Eventual-Inc/Daft

`url.parse` function

Opened this issue · 0 comments

Is your feature request related to a problem? Please describe.
for a column containing URLs, I'd like to parse them and extract relevant components

Describe the solution you'd like

urls = [
    "https://huggingface.co/datasets/wikimedia/wikipedia/resolve/main/20231101.ar/train-00004-of-00007.parquet",
    "https://huggingface.co/datasets/wikimedia/wikipedia/resolve/main/20231101.ar/train-00005-of-00007.parquet",
    "https://huggingface.co/datasets/wikimedia/wikipedia/resolve/main/20231101.ar/train-00006-of-00007.parquet",
    "https://huggingface.co/datasets/wikimedia/wikipedia/resolve/main/20231101.arc/train-00000-of-00001.parquet",
    "https://huggingface.co/datasets/wikimedia/wikipedia/resolve/main/20231101.ary/train-00000-of-00001.parquet",
    "https://huggingface.co/datasets/wikimedia/wikipedia/resolve/main/20231101.de/train-00013-of-00020.parquet",
    "https://huggingface.co/datasets/wikimedia/wikipedia/resolve/main/20231101.de/train-00014-of-00020.parquet",
    "https://huggingface.co/datasets/wikimedia/wikipedia/resolve/main/20231101.de/train-00015-of-00020.parquet",
    "https://huggingface.co/datasets/wikimedia/wikipedia/resolve/main/20231101.de/train-00016-of-00020.parquet",
    "https://huggingface.co/datasets/wikimedia/wikipedia/resolve/main/20231101.de/train-00017-of-00020.parquet",
    "https://huggingface.co/datasets/wikimedia/wikipedia/resolve/main/20231101.de/train-00018-of-00020.parquet"
]

df = daft.from_pydict({ 'urls': urls })

df.select(col('urls').url.parse()).select(col('url.*')).collect()

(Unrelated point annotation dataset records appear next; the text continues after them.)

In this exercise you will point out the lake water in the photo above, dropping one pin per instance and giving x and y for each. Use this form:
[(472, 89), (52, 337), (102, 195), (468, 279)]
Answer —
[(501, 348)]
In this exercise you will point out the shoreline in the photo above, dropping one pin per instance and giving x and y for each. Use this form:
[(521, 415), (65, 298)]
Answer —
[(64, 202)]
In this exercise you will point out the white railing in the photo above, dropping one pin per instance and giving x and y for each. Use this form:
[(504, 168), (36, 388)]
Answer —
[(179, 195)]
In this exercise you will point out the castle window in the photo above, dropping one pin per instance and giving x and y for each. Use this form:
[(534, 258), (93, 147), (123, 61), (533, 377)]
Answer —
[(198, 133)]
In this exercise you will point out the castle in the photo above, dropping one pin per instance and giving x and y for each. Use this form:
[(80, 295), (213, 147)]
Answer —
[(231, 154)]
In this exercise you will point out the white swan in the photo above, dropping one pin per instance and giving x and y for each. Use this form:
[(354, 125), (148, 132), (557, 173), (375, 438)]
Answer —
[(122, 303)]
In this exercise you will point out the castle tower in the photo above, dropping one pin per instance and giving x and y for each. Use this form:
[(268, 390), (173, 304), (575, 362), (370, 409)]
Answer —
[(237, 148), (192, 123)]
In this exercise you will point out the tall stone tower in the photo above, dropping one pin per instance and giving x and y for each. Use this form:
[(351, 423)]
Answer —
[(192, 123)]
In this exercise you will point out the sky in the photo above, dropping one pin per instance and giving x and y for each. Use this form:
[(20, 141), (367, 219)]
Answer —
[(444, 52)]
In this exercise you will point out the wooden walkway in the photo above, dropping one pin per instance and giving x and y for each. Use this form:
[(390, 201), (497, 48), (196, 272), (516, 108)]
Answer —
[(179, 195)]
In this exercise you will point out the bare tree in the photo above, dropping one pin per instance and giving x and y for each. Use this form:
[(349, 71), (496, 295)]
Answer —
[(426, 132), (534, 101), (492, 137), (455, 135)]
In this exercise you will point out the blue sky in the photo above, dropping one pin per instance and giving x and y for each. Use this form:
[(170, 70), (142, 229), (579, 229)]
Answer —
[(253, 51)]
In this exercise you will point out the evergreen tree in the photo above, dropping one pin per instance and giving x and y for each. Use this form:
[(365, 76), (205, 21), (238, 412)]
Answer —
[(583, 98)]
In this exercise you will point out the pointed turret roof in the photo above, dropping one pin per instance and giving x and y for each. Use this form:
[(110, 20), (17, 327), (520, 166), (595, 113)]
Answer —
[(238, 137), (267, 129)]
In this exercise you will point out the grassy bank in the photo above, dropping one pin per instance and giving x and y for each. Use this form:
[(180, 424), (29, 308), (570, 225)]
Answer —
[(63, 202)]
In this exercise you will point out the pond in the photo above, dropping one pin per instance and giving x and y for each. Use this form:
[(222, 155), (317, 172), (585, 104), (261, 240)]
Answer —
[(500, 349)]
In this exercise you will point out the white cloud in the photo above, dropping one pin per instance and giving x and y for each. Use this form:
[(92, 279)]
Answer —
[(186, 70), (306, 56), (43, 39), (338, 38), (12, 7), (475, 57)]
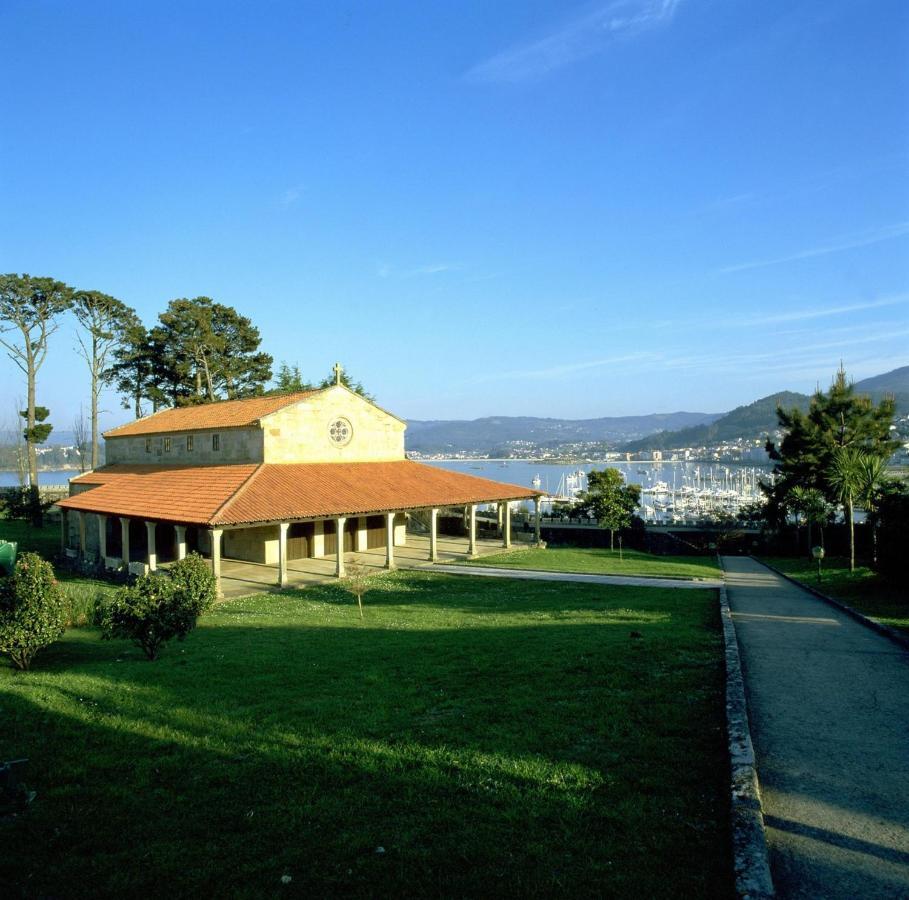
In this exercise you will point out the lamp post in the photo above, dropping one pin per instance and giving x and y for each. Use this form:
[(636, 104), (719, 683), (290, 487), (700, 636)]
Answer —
[(818, 554)]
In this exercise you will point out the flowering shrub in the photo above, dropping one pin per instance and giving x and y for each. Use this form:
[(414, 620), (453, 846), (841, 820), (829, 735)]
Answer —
[(32, 610), (159, 607)]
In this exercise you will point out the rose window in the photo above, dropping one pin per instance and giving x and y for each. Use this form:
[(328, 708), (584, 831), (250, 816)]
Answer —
[(340, 431)]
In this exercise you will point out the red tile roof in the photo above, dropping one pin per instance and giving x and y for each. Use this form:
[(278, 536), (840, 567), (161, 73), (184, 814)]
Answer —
[(241, 495), (223, 414)]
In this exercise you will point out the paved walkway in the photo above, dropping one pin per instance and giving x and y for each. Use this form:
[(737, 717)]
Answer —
[(540, 575), (829, 710)]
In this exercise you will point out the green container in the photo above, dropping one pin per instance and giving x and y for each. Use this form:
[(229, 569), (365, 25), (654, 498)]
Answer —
[(7, 556)]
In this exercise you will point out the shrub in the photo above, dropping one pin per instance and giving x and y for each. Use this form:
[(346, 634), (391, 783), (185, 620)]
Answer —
[(160, 607), (32, 610)]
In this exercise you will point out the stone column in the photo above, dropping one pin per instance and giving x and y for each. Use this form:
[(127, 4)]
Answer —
[(282, 553), (102, 538), (389, 540), (124, 540), (180, 534), (81, 534), (152, 548), (214, 535), (434, 535), (339, 564), (472, 530)]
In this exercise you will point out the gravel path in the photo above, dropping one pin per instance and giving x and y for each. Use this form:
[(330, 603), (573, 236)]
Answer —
[(829, 709)]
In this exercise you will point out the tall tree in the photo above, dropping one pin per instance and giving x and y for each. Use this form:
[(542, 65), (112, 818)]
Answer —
[(609, 500), (214, 351), (33, 307), (845, 478), (132, 371), (104, 319), (835, 419)]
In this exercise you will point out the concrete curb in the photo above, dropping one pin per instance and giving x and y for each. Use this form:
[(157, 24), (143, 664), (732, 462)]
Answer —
[(896, 636), (749, 842)]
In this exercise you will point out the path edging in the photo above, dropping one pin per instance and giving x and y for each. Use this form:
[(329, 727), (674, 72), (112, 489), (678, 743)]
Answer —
[(750, 858), (896, 636)]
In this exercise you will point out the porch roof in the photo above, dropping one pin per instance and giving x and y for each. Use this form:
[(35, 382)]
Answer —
[(251, 494)]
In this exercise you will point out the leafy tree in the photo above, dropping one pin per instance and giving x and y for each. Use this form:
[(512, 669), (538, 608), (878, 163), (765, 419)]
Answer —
[(32, 610), (104, 320), (836, 419), (33, 307), (349, 383), (210, 349), (159, 606), (609, 500), (132, 372)]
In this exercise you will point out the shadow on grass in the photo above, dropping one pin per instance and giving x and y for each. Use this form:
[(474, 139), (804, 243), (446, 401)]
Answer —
[(520, 758)]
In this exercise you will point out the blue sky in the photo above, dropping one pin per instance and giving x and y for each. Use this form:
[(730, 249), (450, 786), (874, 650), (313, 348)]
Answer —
[(529, 208)]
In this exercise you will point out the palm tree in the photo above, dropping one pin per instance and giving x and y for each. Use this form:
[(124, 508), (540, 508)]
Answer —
[(845, 477), (873, 472)]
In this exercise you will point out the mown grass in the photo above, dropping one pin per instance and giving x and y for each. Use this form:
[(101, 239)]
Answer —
[(596, 561), (501, 738), (864, 590)]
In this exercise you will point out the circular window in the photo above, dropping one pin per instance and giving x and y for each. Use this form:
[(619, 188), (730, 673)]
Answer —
[(340, 431)]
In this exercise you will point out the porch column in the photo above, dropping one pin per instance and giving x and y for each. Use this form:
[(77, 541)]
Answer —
[(389, 540), (81, 534), (433, 535), (472, 530), (282, 553), (180, 533), (102, 538), (124, 540), (339, 546), (152, 549), (214, 535)]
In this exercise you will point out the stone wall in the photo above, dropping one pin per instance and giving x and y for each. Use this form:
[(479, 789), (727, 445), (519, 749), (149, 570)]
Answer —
[(302, 433), (236, 445)]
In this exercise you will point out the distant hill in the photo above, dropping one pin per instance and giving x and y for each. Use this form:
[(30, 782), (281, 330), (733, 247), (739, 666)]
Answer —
[(895, 382), (483, 435), (756, 420)]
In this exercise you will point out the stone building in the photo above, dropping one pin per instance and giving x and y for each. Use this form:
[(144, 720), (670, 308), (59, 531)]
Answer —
[(266, 480)]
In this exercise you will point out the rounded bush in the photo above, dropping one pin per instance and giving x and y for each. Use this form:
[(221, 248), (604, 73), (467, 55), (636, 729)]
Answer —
[(32, 610), (159, 607)]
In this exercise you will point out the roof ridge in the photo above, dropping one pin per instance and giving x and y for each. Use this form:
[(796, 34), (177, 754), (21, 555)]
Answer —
[(242, 487)]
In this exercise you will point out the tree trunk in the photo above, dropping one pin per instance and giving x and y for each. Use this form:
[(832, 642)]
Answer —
[(851, 536), (96, 449)]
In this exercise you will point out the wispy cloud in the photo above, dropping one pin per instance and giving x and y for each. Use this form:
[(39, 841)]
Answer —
[(580, 38), (385, 270), (887, 233), (566, 368), (800, 315)]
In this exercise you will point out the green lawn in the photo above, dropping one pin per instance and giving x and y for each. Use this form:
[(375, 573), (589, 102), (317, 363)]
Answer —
[(863, 590), (595, 561), (493, 737)]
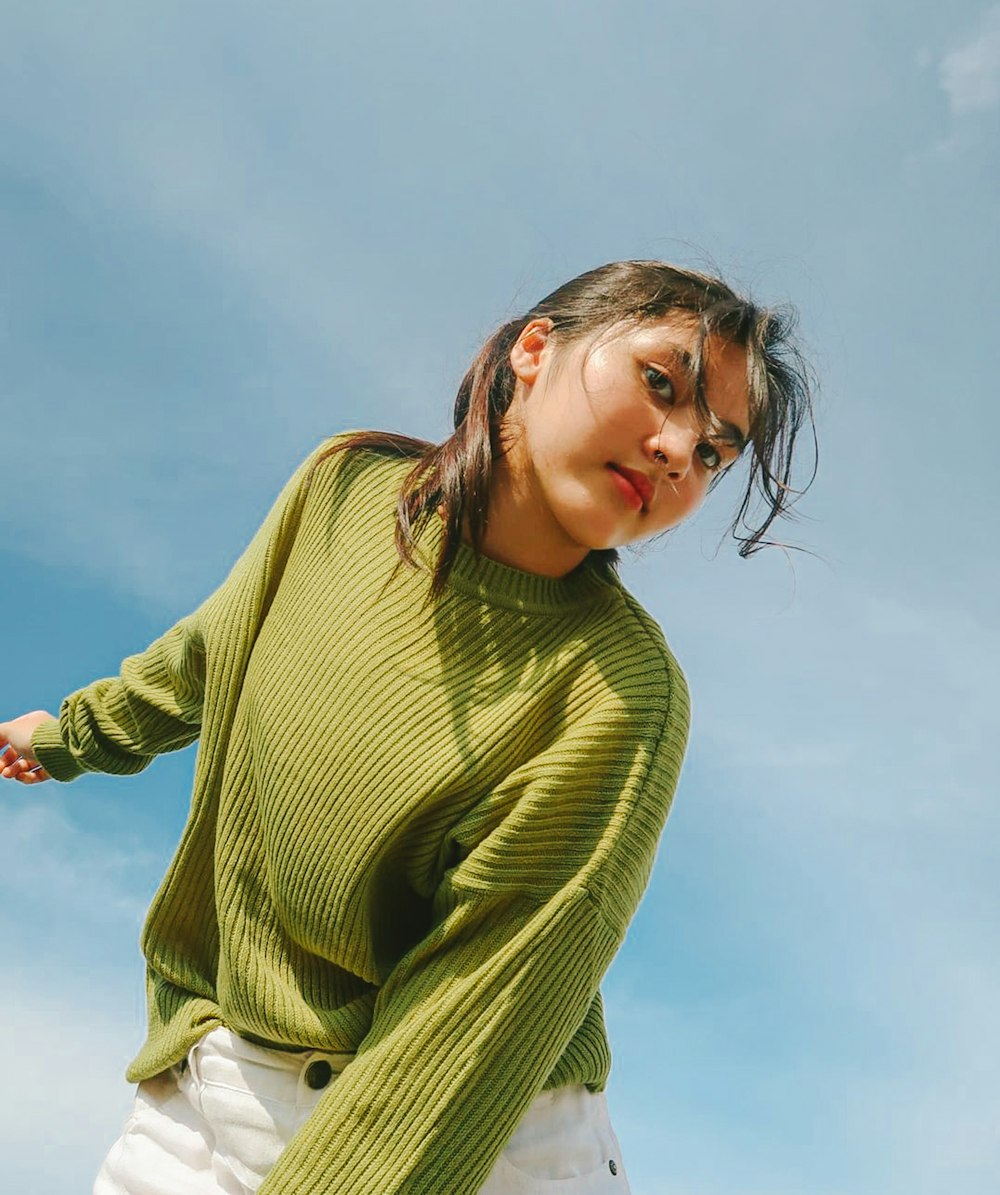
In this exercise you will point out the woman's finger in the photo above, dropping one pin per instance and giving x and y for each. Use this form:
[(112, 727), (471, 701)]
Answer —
[(35, 776)]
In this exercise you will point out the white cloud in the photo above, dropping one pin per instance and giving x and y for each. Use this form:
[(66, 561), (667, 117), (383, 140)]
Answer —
[(65, 1096), (970, 73), (51, 868)]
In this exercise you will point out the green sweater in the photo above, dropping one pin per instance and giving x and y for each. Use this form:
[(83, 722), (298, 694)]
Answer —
[(417, 832)]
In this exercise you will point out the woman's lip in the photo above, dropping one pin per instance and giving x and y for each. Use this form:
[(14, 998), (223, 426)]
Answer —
[(633, 486)]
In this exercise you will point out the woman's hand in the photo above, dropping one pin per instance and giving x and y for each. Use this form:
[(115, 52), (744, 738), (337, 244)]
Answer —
[(16, 754)]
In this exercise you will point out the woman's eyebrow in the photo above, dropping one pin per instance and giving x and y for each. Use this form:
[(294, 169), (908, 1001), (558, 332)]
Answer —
[(685, 360)]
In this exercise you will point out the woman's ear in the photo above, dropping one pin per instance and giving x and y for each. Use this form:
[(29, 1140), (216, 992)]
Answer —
[(526, 356)]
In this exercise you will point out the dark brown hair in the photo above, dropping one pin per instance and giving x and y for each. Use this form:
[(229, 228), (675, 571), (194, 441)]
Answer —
[(455, 475)]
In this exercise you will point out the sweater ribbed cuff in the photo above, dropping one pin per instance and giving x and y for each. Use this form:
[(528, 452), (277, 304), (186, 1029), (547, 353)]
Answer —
[(53, 753)]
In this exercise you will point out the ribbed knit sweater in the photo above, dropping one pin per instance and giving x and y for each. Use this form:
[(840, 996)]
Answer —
[(418, 831)]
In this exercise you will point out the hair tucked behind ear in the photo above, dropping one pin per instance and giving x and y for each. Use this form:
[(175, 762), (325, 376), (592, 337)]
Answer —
[(454, 476)]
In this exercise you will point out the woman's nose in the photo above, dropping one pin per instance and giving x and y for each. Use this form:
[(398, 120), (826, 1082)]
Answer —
[(673, 451)]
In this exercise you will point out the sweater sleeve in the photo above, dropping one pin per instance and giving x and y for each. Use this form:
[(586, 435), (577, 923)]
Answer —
[(155, 703), (472, 1021)]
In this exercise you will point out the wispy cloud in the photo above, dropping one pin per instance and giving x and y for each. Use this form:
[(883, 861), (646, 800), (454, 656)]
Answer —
[(970, 73)]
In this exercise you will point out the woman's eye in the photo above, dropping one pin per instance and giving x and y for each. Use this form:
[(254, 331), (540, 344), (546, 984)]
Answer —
[(660, 382), (709, 454)]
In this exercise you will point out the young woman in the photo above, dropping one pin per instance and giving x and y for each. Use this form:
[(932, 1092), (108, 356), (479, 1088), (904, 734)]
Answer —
[(439, 741)]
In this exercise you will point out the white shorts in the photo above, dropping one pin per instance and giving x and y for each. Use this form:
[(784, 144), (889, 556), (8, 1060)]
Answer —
[(216, 1122)]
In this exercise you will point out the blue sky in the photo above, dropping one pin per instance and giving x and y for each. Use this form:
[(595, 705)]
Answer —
[(231, 231)]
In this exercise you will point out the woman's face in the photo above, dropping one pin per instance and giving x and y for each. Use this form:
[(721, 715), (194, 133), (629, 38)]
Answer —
[(603, 441)]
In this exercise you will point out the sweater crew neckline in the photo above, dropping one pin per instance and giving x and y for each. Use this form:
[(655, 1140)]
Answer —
[(502, 584)]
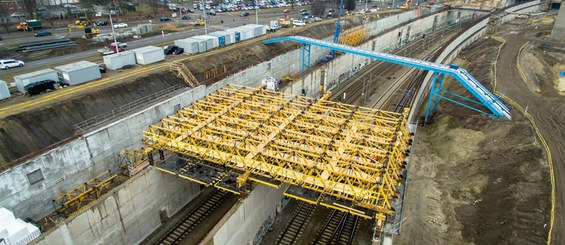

╭──────────┬────────────────┬──────────┬────────────┬───────┬────────┬──────────╮
│ fragmenthostpassword ┆      …     ┆ queryschemeusername │
│ ---------      ┆            ┆ ---------      │
│ Utf8Utf8Null     ┆ (2 hidden) ┆ Utf8Utf8Null     │
╞══════════╪════════════════╪══════════╪════════════╪═══════╪════════╪══════════╡
│          ┆ huggingface.coNone     ┆ …          ┆       ┆ httpsNone     │
├╌╌╌╌╌╌╌╌╌╌┼╌╌╌╌╌╌╌╌╌╌╌╌╌╌╌╌┼╌╌╌╌╌╌╌╌╌╌┼╌╌╌╌╌╌╌╌╌╌╌╌┼╌╌╌╌╌╌╌┼╌╌╌╌╌╌╌╌┼╌╌╌╌╌╌╌╌╌╌┤
│          ┆ huggingface.coNone     ┆ …          ┆       ┆ httpsNone     │
├╌╌╌╌╌╌╌╌╌╌┼╌╌╌╌╌╌╌╌╌╌╌╌╌╌╌╌┼╌╌╌╌╌╌╌╌╌╌┼╌╌╌╌╌╌╌╌╌╌╌╌┼╌╌╌╌╌╌╌┼╌╌╌╌╌╌╌╌┼╌╌╌╌╌╌╌╌╌╌┤
│          ┆ huggingface.coNone     ┆ …          ┆       ┆ httpsNone     │
├╌╌╌╌╌╌╌╌╌╌┼╌╌╌╌╌╌╌╌╌╌╌╌╌╌╌╌┼╌╌╌╌╌╌╌╌╌╌┼╌╌╌╌╌╌╌╌╌╌╌╌┼╌╌╌╌╌╌╌┼╌╌╌╌╌╌╌╌┼╌╌╌╌╌╌╌╌╌╌┤
│          ┆ huggingface.coNone     ┆ …          ┆       ┆ httpsNone     │
├╌╌╌╌╌╌╌╌╌╌┼╌╌╌╌╌╌╌╌╌╌╌╌╌╌╌╌┼╌╌╌╌╌╌╌╌╌╌┼╌╌╌╌╌╌╌╌╌╌╌╌┼╌╌╌╌╌╌╌┼╌╌╌╌╌╌╌╌┼╌╌╌╌╌╌╌╌╌╌┤
│          ┆ huggingface.coNone     ┆ …          ┆       ┆ httpsNone     │
├╌╌╌╌╌╌╌╌╌╌┼╌╌╌╌╌╌╌╌╌╌╌╌╌╌╌╌┼╌╌╌╌╌╌╌╌╌╌┼╌╌╌╌╌╌╌╌╌╌╌╌┼╌╌╌╌╌╌╌┼╌╌╌╌╌╌╌╌┼╌╌╌╌╌╌╌╌╌╌┤
│          ┆ huggingface.coNone     ┆ …          ┆       ┆ httpsNone     │
├╌╌╌╌╌╌╌╌╌╌┼╌╌╌╌╌╌╌╌╌╌╌╌╌╌╌╌┼╌╌╌╌╌╌╌╌╌╌┼╌╌╌╌╌╌╌╌╌╌╌╌┼╌╌╌╌╌╌╌┼╌╌╌╌╌╌╌╌┼╌╌╌╌╌╌╌╌╌╌┤
│          ┆ huggingface.coNone     ┆ …          ┆       ┆ httpsNone     │
├╌╌╌╌╌╌╌╌╌╌┼╌╌╌╌╌╌╌╌╌╌╌╌╌╌╌╌┼╌╌╌╌╌╌╌╌╌╌┼╌╌╌╌╌╌╌╌╌╌╌╌┼╌╌╌╌╌╌╌┼╌╌╌╌╌╌╌╌┼╌╌╌╌╌╌╌╌╌╌┤
│          ┆ huggingface.coNone     ┆ …          ┆       ┆ httpsNone     │
╰──────────┴────────────────┴──────────┴────────────┴───────┴────────┴──────────╯
(Showing first 8 of 11 rows)

Describe alternatives you've considered
UDF functions

Additional context
Add any other context or screenshots about the feature request here.